Mosca, appena un giorno fa, ha fatto intendere il suo senso per l’informazione, spiccando mandati di arresto per Paton Walch, corrispondente della Cnn, i giornalisti della Rai, Stefania Battistini e Simone Traini; Nicholas Simon Connolly, della testata Deutsche Welle; e le giornaliste ucraine Nataliia Nahorna, Diana Butsko e Olesia Borovyk. Il gruppo è accusato di essere entrato in Russia senza permesso a seguito del raid ucraino nella regione di Kursk.

Che le autorità del Cremlino facciano sul serio quando si tratta della presenza di cronisti “non graditi” lo ha dimostrato la vicenda di Evan Gershkovich, il reporter del Wall Street Journal recentemente liberato dopo quasi 16 mesi di detenzione in Russia: era stato accusato di spionaggio e rischiava di scontare molti anni di carcere. Il giornalista è stato ricevuto, nei giorni scorsi a Washington, dal senatore Ben Cardin presidente della commissione per le relazioni estere del Senato: “Mentre il nostro Paese lo accoglie a casa, la nostra lotta comune continua per ogni americano ingiustamente detenuto in Russia e nel mondo”, ha detto Cardin. La dichiarazione del senatore mette il dito nella piaga: se sei un inviato occidentale e hai una testata importante, hai una possibilità di scampare alla galera imposta dal Cremlino verso quei cronisti accusati di “disinformazione”. Se sei un reporter russo, non sei così sicuro di cavartela.

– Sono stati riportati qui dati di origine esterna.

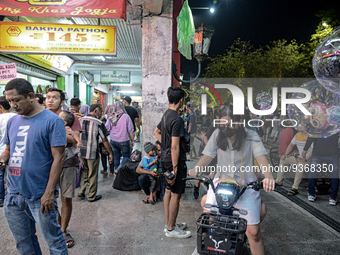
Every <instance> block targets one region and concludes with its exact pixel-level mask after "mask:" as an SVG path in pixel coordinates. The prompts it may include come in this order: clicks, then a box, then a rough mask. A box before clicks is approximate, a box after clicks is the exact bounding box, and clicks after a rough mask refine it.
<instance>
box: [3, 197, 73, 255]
mask: <svg viewBox="0 0 340 255" xmlns="http://www.w3.org/2000/svg"><path fill="white" fill-rule="evenodd" d="M54 205H55V209H53V210H52V211H50V212H49V214H46V212H44V214H41V213H40V207H41V202H40V199H38V200H35V201H29V200H28V199H27V198H26V197H24V196H23V195H21V194H8V195H7V196H6V198H5V202H4V211H5V216H6V219H7V223H8V226H9V228H10V230H11V232H12V234H13V237H14V241H15V243H16V247H17V249H18V251H19V253H20V254H25V255H40V254H42V253H41V250H40V246H39V242H38V238H37V236H36V234H35V233H36V228H35V224H37V225H38V227H39V229H40V232H41V234H42V236H43V238H44V240H45V242H46V244H47V246H48V248H49V250H50V254H51V255H57V254H59V255H67V254H68V251H67V246H66V242H65V238H64V236H63V232H62V231H61V228H60V226H59V224H58V212H57V200H56V199H55V200H54Z"/></svg>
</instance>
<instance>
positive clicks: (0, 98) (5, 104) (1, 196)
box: [0, 97, 16, 207]
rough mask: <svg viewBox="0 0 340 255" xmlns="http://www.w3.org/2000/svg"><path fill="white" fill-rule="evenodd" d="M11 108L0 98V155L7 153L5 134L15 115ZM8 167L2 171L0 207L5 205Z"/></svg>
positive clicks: (4, 168) (0, 176) (0, 188)
mask: <svg viewBox="0 0 340 255" xmlns="http://www.w3.org/2000/svg"><path fill="white" fill-rule="evenodd" d="M10 108H11V106H10V105H9V103H8V101H7V100H6V98H5V97H0V155H1V154H2V153H3V152H4V151H5V149H6V144H4V138H5V132H6V126H7V122H8V120H9V119H10V118H12V117H13V116H14V115H16V114H15V113H12V112H9V109H10ZM6 169H8V166H6V167H4V168H2V169H0V207H3V205H4V198H5V173H6Z"/></svg>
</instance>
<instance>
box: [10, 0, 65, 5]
mask: <svg viewBox="0 0 340 255" xmlns="http://www.w3.org/2000/svg"><path fill="white" fill-rule="evenodd" d="M16 1H18V2H28V3H29V4H30V5H64V4H66V2H67V0H56V1H53V2H51V1H47V2H45V1H40V0H16Z"/></svg>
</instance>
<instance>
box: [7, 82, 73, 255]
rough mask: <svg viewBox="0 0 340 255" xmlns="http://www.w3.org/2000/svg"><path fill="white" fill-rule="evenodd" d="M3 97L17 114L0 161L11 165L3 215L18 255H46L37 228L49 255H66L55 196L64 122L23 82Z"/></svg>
mask: <svg viewBox="0 0 340 255" xmlns="http://www.w3.org/2000/svg"><path fill="white" fill-rule="evenodd" d="M5 96H6V99H7V101H8V102H9V103H10V105H11V107H12V108H13V109H14V110H15V111H16V113H17V114H18V115H16V116H14V117H13V118H11V119H10V120H9V121H8V123H7V127H6V133H5V138H4V144H6V149H5V151H4V152H3V153H2V154H1V156H0V167H4V166H5V164H7V163H8V166H9V169H8V174H7V191H8V195H7V196H6V198H5V201H4V212H5V216H6V219H7V222H8V226H9V228H10V230H11V232H12V234H13V237H14V241H15V243H16V247H17V249H18V251H19V252H20V254H42V253H41V250H40V246H39V243H38V239H37V236H36V234H35V232H36V229H35V223H36V224H37V225H38V227H39V229H40V232H41V234H42V236H43V238H44V239H45V242H46V243H47V245H48V247H49V250H50V253H51V254H68V252H67V247H66V242H65V239H64V236H63V232H62V231H61V228H60V226H59V224H58V221H57V216H58V213H57V209H56V207H57V201H56V198H55V196H54V192H55V188H56V185H57V183H58V182H59V178H60V173H61V170H62V166H63V162H64V152H65V145H66V130H65V126H64V123H63V121H62V119H61V118H59V116H57V115H56V114H54V113H52V112H50V111H48V110H43V109H42V108H41V107H40V106H39V104H38V102H37V101H36V100H35V96H34V90H33V87H32V85H31V84H30V83H29V82H28V81H26V80H24V79H13V80H11V81H10V82H8V83H7V85H6V87H5Z"/></svg>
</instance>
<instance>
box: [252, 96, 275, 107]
mask: <svg viewBox="0 0 340 255" xmlns="http://www.w3.org/2000/svg"><path fill="white" fill-rule="evenodd" d="M272 101H273V97H272V95H271V94H269V93H268V92H262V93H260V94H258V95H257V96H256V103H257V104H258V105H260V106H261V108H263V109H264V107H266V106H268V105H269V106H270V105H271V104H272ZM269 108H270V107H269ZM269 108H268V109H269Z"/></svg>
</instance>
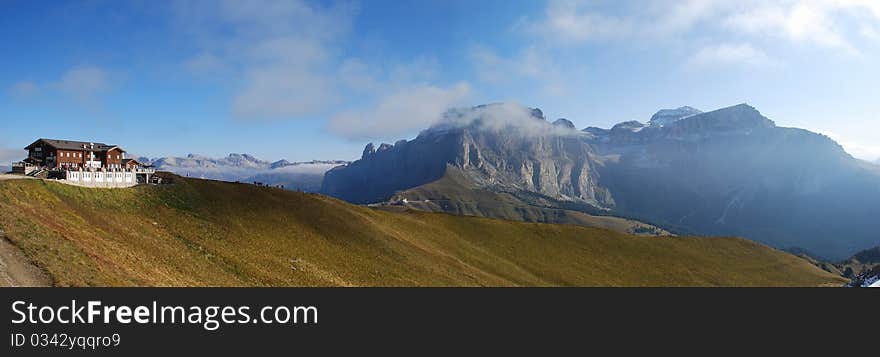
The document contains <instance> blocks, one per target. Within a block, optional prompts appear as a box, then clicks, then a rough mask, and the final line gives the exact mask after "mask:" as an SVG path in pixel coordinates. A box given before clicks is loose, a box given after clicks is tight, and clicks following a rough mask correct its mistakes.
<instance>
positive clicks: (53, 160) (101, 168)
mask: <svg viewBox="0 0 880 357" xmlns="http://www.w3.org/2000/svg"><path fill="white" fill-rule="evenodd" d="M24 149H25V150H27V151H28V158H27V159H25V162H26V163H28V164H31V165H34V166H40V167H45V168H48V169H56V170H76V169H123V168H134V167H137V166H133V165H137V164H139V163H138V162H137V161H136V160H128V159H126V158H125V150H124V149H122V148H121V147H119V146H117V145H107V144H104V143H92V142H84V141H72V140H56V139H38V140H37V141H34V142H33V143H32V144H30V145H28V146H27V147H25V148H24ZM126 160H128V161H126ZM124 163H125V165H124Z"/></svg>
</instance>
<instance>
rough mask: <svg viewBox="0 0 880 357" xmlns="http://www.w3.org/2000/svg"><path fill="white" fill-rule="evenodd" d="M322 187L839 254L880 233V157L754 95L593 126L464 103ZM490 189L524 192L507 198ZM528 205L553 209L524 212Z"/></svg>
mask: <svg viewBox="0 0 880 357" xmlns="http://www.w3.org/2000/svg"><path fill="white" fill-rule="evenodd" d="M450 175H452V176H450ZM450 177H451V178H450ZM441 179H442V180H441ZM436 182H443V184H442V185H440V184H436ZM432 183H434V184H433V185H429V184H432ZM321 192H323V193H325V194H328V195H332V196H336V197H339V198H342V199H345V200H348V201H350V202H355V203H374V202H383V201H386V202H392V203H393V202H396V203H398V204H403V205H409V206H412V207H415V208H421V209H428V210H434V211H445V212H450V213H459V214H471V215H483V216H490V217H501V218H511V217H512V218H515V219H516V218H520V219H523V220H529V221H542V222H559V221H560V220H562V221H564V219H563V218H564V217H563V218H560V217H561V216H565V212H568V211H578V212H586V213H590V214H594V215H616V216H622V217H628V218H634V219H638V220H641V221H644V222H648V223H651V224H654V225H658V226H660V227H662V228H666V229H669V230H671V231H673V232H679V233H688V234H699V235H711V236H742V237H746V238H750V239H755V240H758V241H761V242H764V243H766V244H769V245H772V246H775V247H780V248H785V247H801V248H803V249H806V250H808V251H811V252H815V253H817V254H819V255H821V256H825V257H829V258H833V259H843V258H844V257H848V256H850V255H852V254H853V253H855V252H857V251H859V250H862V249H865V248H866V247H871V246H876V245H878V244H880V234H878V232H880V223H878V222H877V220H876V217H875V213H874V212H877V211H878V210H880V170H878V167H877V166H875V165H871V164H868V163H866V162H864V161H861V160H857V159H854V158H853V157H852V156H850V155H849V154H847V153H846V152H845V151H844V149H843V148H842V147H841V146H840V145H838V144H837V143H836V142H834V141H833V140H831V139H830V138H828V137H826V136H824V135H820V134H816V133H813V132H809V131H807V130H803V129H796V128H783V127H778V126H776V125H775V123H774V122H773V121H771V120H770V119H768V118H766V117H764V116H763V115H761V113H760V112H758V111H757V110H756V109H755V108H753V107H751V106H748V105H746V104H740V105H736V106H732V107H728V108H723V109H719V110H715V111H711V112H706V113H704V112H701V111H699V110H697V109H694V108H691V107H681V108H677V109H668V110H661V111H659V112H657V113H656V114H655V115H654V116H653V117H652V118H651V119H650V120H648V122H647V123H641V122H638V121H627V122H623V123H620V124H618V125H615V126H613V127H612V128H610V129H603V128H596V127H589V128H586V129H584V130H576V129H575V128H574V126H573V125H572V123H571V121H569V120H566V119H560V120H556V121H554V122H550V121H548V120H547V119H546V118H545V117H544V115H543V113H542V112H541V111H540V110H538V109H531V108H525V107H522V106H518V105H512V104H492V105H482V106H477V107H473V108H466V109H456V110H452V111H450V112H448V113H447V114H446V115H445V117H444V120H443V121H441V122H440V123H438V124H436V125H434V126H432V127H431V128H429V129H427V130H425V131H423V132H422V133H420V134H419V136H418V137H417V138H415V139H413V140H410V141H406V140H401V141H398V142H396V143H395V144H394V145H391V144H382V145H380V146H378V147H375V146H374V145H373V144H370V145H367V147H366V148H365V150H364V152H363V155H362V157H361V159H360V160H357V161H355V162H353V163H351V164H348V165H344V166H341V167H337V168H334V169H332V170H330V171H328V172H327V174H326V176H325V179H324V182H323V186H322V189H321ZM492 195H505V197H507V198H509V199H506V201H508V202H512V201H514V200H515V201H516V202H514V203H512V204H510V205H506V206H504V207H498V206H497V204H498V203H497V202H498V200H497V199H496V198H497V197H498V196H492ZM487 197H490V198H487ZM490 204H496V206H495V207H489V205H490ZM523 205H526V206H528V207H533V208H534V207H538V208H542V209H553V211H547V210H542V211H541V212H540V214H538V215H537V216H536V215H535V214H532V213H529V214H523V213H522V212H523V211H524V210H523V207H524V206H523ZM530 212H531V211H530ZM560 212H562V213H560Z"/></svg>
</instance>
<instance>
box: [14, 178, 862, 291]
mask: <svg viewBox="0 0 880 357" xmlns="http://www.w3.org/2000/svg"><path fill="white" fill-rule="evenodd" d="M0 211H2V212H3V214H2V215H0V227H2V228H0V229H3V230H4V231H5V232H6V235H7V239H8V240H9V241H10V242H11V243H12V244H13V245H15V246H16V247H17V248H18V249H20V250H21V252H22V253H23V255H24V256H26V257H27V259H28V260H30V261H31V262H32V263H33V264H34V265H36V266H37V267H39V268H40V269H41V270H43V271H45V272H46V274H47V275H48V276H49V277H50V278H51V280H52V282H53V283H54V285H57V286H841V285H843V284H844V283H845V282H846V280H845V279H843V278H841V277H839V276H835V275H833V274H830V273H828V272H825V271H823V270H821V269H819V268H817V267H815V266H814V265H812V264H810V263H809V262H807V261H806V260H804V259H801V258H798V257H795V256H793V255H791V254H788V253H785V252H782V251H778V250H775V249H772V248H769V247H767V246H764V245H762V244H759V243H755V242H751V241H747V240H744V239H739V238H712V239H706V238H691V237H653V236H650V237H648V236H634V235H630V234H625V233H620V232H615V231H610V230H605V229H599V228H589V227H582V226H576V225H568V224H552V225H551V224H541V223H527V222H511V221H503V220H496V219H489V218H480V217H461V216H454V215H448V214H442V213H429V212H420V211H414V210H410V209H404V210H402V211H401V212H388V211H385V210H381V209H374V208H369V207H364V206H355V205H351V204H348V203H345V202H342V201H340V200H337V199H333V198H330V197H326V196H322V195H316V194H307V193H300V192H292V191H287V190H280V189H274V188H267V187H257V186H254V185H246V184H235V183H229V182H220V181H211V180H198V179H187V178H183V177H178V178H175V180H174V184H170V185H160V186H153V185H150V186H137V187H134V188H128V189H94V188H81V187H75V186H70V185H64V184H59V183H55V182H51V181H47V180H8V181H2V182H0Z"/></svg>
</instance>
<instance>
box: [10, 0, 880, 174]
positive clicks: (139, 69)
mask: <svg viewBox="0 0 880 357" xmlns="http://www.w3.org/2000/svg"><path fill="white" fill-rule="evenodd" d="M0 53H2V54H3V55H2V56H0V66H2V68H3V70H2V71H0V123H2V126H0V162H8V161H10V160H14V159H19V158H20V157H19V156H22V154H23V151H22V150H20V149H21V148H22V147H24V146H25V145H27V144H29V143H30V142H31V141H32V140H33V139H35V138H37V137H51V138H67V139H83V140H94V141H103V142H107V143H111V144H120V145H123V147H125V148H127V149H128V150H129V151H130V152H131V153H135V154H141V155H147V156H152V157H155V156H169V155H174V156H178V155H185V154H187V153H198V154H204V155H210V156H225V155H226V154H228V153H230V152H246V153H251V154H253V155H255V156H257V157H260V158H263V159H266V160H277V159H281V158H285V159H288V160H298V161H299V160H312V159H353V158H356V157H357V156H359V154H360V152H361V149H362V148H363V146H364V145H365V144H366V143H367V142H370V141H374V142H380V141H385V142H394V141H395V140H397V139H401V138H412V137H414V136H415V135H416V134H417V133H418V131H419V130H420V129H423V128H425V127H427V126H428V125H430V124H431V123H432V122H433V121H435V120H436V119H437V118H438V116H439V115H440V114H441V113H442V112H443V111H444V110H445V109H446V108H449V107H454V106H466V105H475V104H482V103H488V102H499V101H513V102H518V103H521V104H523V105H527V106H533V107H540V108H541V109H543V110H544V112H545V113H546V114H547V115H548V116H550V117H552V118H558V117H565V118H568V119H570V120H572V121H573V122H574V123H575V124H576V125H577V126H578V127H586V126H602V127H610V126H611V125H613V124H615V123H617V122H621V121H625V120H640V121H646V120H647V119H648V118H650V116H651V114H653V113H654V112H655V111H657V110H659V109H662V108H674V107H679V106H683V105H690V106H693V107H696V108H699V109H702V110H712V109H717V108H721V107H724V106H729V105H734V104H738V103H742V102H747V103H749V104H751V105H753V106H755V107H757V108H758V109H759V110H760V111H762V112H763V113H764V114H765V115H767V116H768V117H770V118H771V119H773V120H775V121H776V122H777V123H778V124H779V125H784V126H796V127H802V128H807V129H810V130H814V131H818V132H822V133H825V134H827V135H829V136H831V137H833V138H835V139H837V140H838V141H839V142H841V144H843V145H844V147H845V148H847V150H848V151H849V152H850V153H852V154H853V155H855V156H857V157H860V158H864V159H869V160H874V159H877V158H880V101H878V100H877V96H878V94H877V93H878V90H877V88H878V80H880V66H878V65H877V63H880V2H878V1H874V0H825V1H823V0H802V1H798V0H785V1H769V0H760V1H759V0H746V1H733V0H692V1H664V0H644V1H602V0H596V1H548V2H540V1H522V2H516V1H488V0H487V1H448V0H447V1H427V0H425V1H401V0H395V1H375V0H371V1H360V2H357V1H355V2H329V1H325V2H319V1H296V0H291V1H237V0H211V1H129V2H126V1H77V2H64V1H57V2H48V3H47V2H38V1H15V0H13V1H0Z"/></svg>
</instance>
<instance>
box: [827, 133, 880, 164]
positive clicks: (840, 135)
mask: <svg viewBox="0 0 880 357" xmlns="http://www.w3.org/2000/svg"><path fill="white" fill-rule="evenodd" d="M816 132H818V133H822V134H824V135H827V136H828V137H829V138H831V139H834V141H836V142H837V143H838V144H840V146H843V148H844V149H845V150H846V152H847V153H849V154H850V155H852V156H854V157H856V158H859V159H863V160H867V161H877V160H880V138H871V137H870V136H871V131H868V132H862V133H858V134H855V133H848V134H847V135H841V134H839V133H838V132H836V131H831V130H821V129H819V130H816Z"/></svg>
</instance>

Secondo Reporter Senza Frontiere (RSF), fino al 2023 erano 22 i giornalisti incarcerati per il loro lavoro. Per le Nazioni Unite il numero è lievitato a 30 con accuse penali di varia natura, tra cui terrorismo, estremismo, diffusione consapevole di informazioni false sulle forze armate, spionaggio, tradimento, estorsione, violazione dei diritti delle persone, violazione delle disposizioni di legge sugli agenti stranieri, incitamento a disordini di massa e possesso illegale di esplosivi o droga. Dodici di loro stanno scontando pene che variano da 5 anni e mezzo a 22 anni di detenzione. Il nome più in vista è quello di Vladimir Kara-Murza , editorialista del Washington Post, vincitore di un Pulitzer.

Meno noti sono gli altri reporter imprigionati, seppur le loro vicende non siano meno drammatiche. Maria Ponomarenko è stata condannata a sei anni di carcere per aver violato le leggi russe sulla censura in tempo di guerra; lavorava per l’agenzia di stampa indipendente RusNews ed aveva scritto un articolo sul bombardamento del teatro di Mariupol. Mikhail Afanasyev era caporedattore di Novy Fokus: rischia fino ad otto anni di carcere per aver firmato un articolo nel quale raccontava la riluttanza dei soldati russi ad essere spediti in Ucraina a combattere. Ben 22 anni di carcere per Ivan Safronov, la cui vicenda è stata raccontata dal Moscow Times: “Cronista della difesa presso diversi importanti quotidiani russi e in seguito impiegato presso l’agenzia spaziale statale Roscosmos; è stato dichiarato colpevole di tradimento”. Safronov, secondo l’accusa, avrebbe raccolto informazioni segrete sull’esercito russo per passarle a spie della Repubblica Ceca. “I sostenitori di Safronov ritengono che il processo contro di lui sia una vendetta per il suo lavoro giornalistico, in particolare per i suoi reportage sul commercio di armi”.

Ci sono quelli che alla prigione certa hanno preferito la fuga. Marina Ovsyannikova in diretta, sulla televisione di stato, protestò contro l’intervento militare della Russia in Ucraina, mostrando un cartello. Ovsyannikova è fuggita con la figlia e si trova in Francia: è stata condannata ad otto anni in contumacia. Su tutte queste vicende, professionali e umani, aleggia il ricordo di Anna Politkovskaja, la giornalista uccisa nel 2006; aveva raccontato il dramma della guerra in Cecenia. Il suo assassino, Sergei Khadzhikurbanov non dovrà scontare la condanna di 20 anni di carcere; si è arruolato per combattere in Ucraina e al suo rientro è stato graziato. In Russia chi imbraccia un fucile, almeno per il momento, ha più considerazione da parte delle autorità di chi batte su una tastiera per raccontare “l’operazione speciale”.